If either question or answer column was empty, we would classify question as invalid. We don't provide LLM with empty query.

In [14]:
SCREENED_QUESTIONS_PATH = "MedQA_open_dataset_classified.xlsx"
screened_df = pd.read_excel(SCREENED_QUESTIONS_PATH)
print(len(screened_df), "rows in the screened dataset")
screened_df["classification"].value_counts()

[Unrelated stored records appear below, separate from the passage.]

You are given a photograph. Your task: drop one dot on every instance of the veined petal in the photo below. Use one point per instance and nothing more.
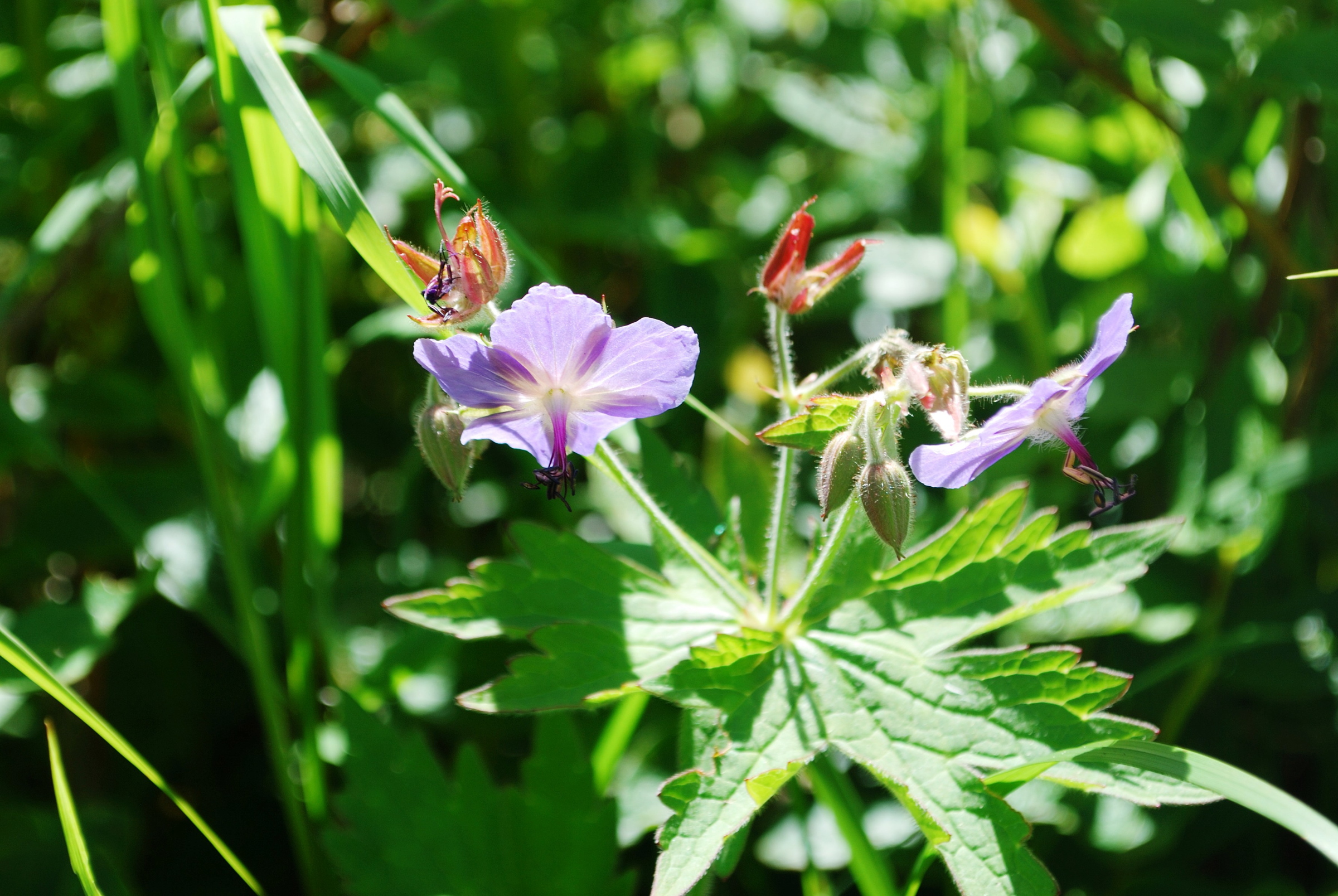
(585, 428)
(554, 332)
(1112, 335)
(646, 370)
(473, 374)
(954, 464)
(525, 428)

10178 rows in the screened dataset


classification
non-psychiatry    8780
psychiatry         886
invalid            512
Name: count, dtype: int64

After initial screening, only 886 question were considered as psychiatry-related. However, the prompt was weak and model was selected due to speed rather than precision. A the next step we verified that question actually asks about psychiatry, not just mentions psychiatric concepts in the different cases vignettes. To do so, we prompted a newer model gemini 2.5 flash with the folllowing prompt:

In [19]:
prompt = f"""
    Act as an experienced clinical psychiatrist and medical educator. 

    Question: {question}

    Evaluate provided question and reasoning based on the following criteria:

    CLINICAL PSYCHIATRY FOCUS: Is this question primarily testing knowledge of clinical psychiatry, mental health disorders, psychiatric treatments, or psychological concepts? 
    - Questions that merely mention mental health terms but primarily test other medical knowledge (like diabetes, cardiology, etc.) should be excluded
    - Questions should focus on psychiatric diagnosis, treatment, symptoms, or mental health concepts as the main learning objective

    Provide your response in the following JSON format:
    {{
        "classification": "INCLUDE" or "EXCLUDE",
        "reasoning": "Brief explanation of why you included or excluded this question"
    }}

    Classification options:
    - "INCLUDE" if the question is primarily focused on clinical psychiatry AND the reasoning is useful
    - "EXCLUDE" if the first criteria fail
    """

In [28]:
with open("MedQA_open_dataset_classified_psychiatry_evaluation.json", 'r', encoding='utf-8') as file:
    data = json.load(file)

verified_df = pd.DataFrame(data)
print("Classification value counts:")
print(verified_df["psychiatry_classification"].value_counts())


Classification value counts:
psychiatry_classification
include    737
exclude    147
re-do        2
Name: count, dtype: int64


Overall, we have 737 psychiatry-related questions.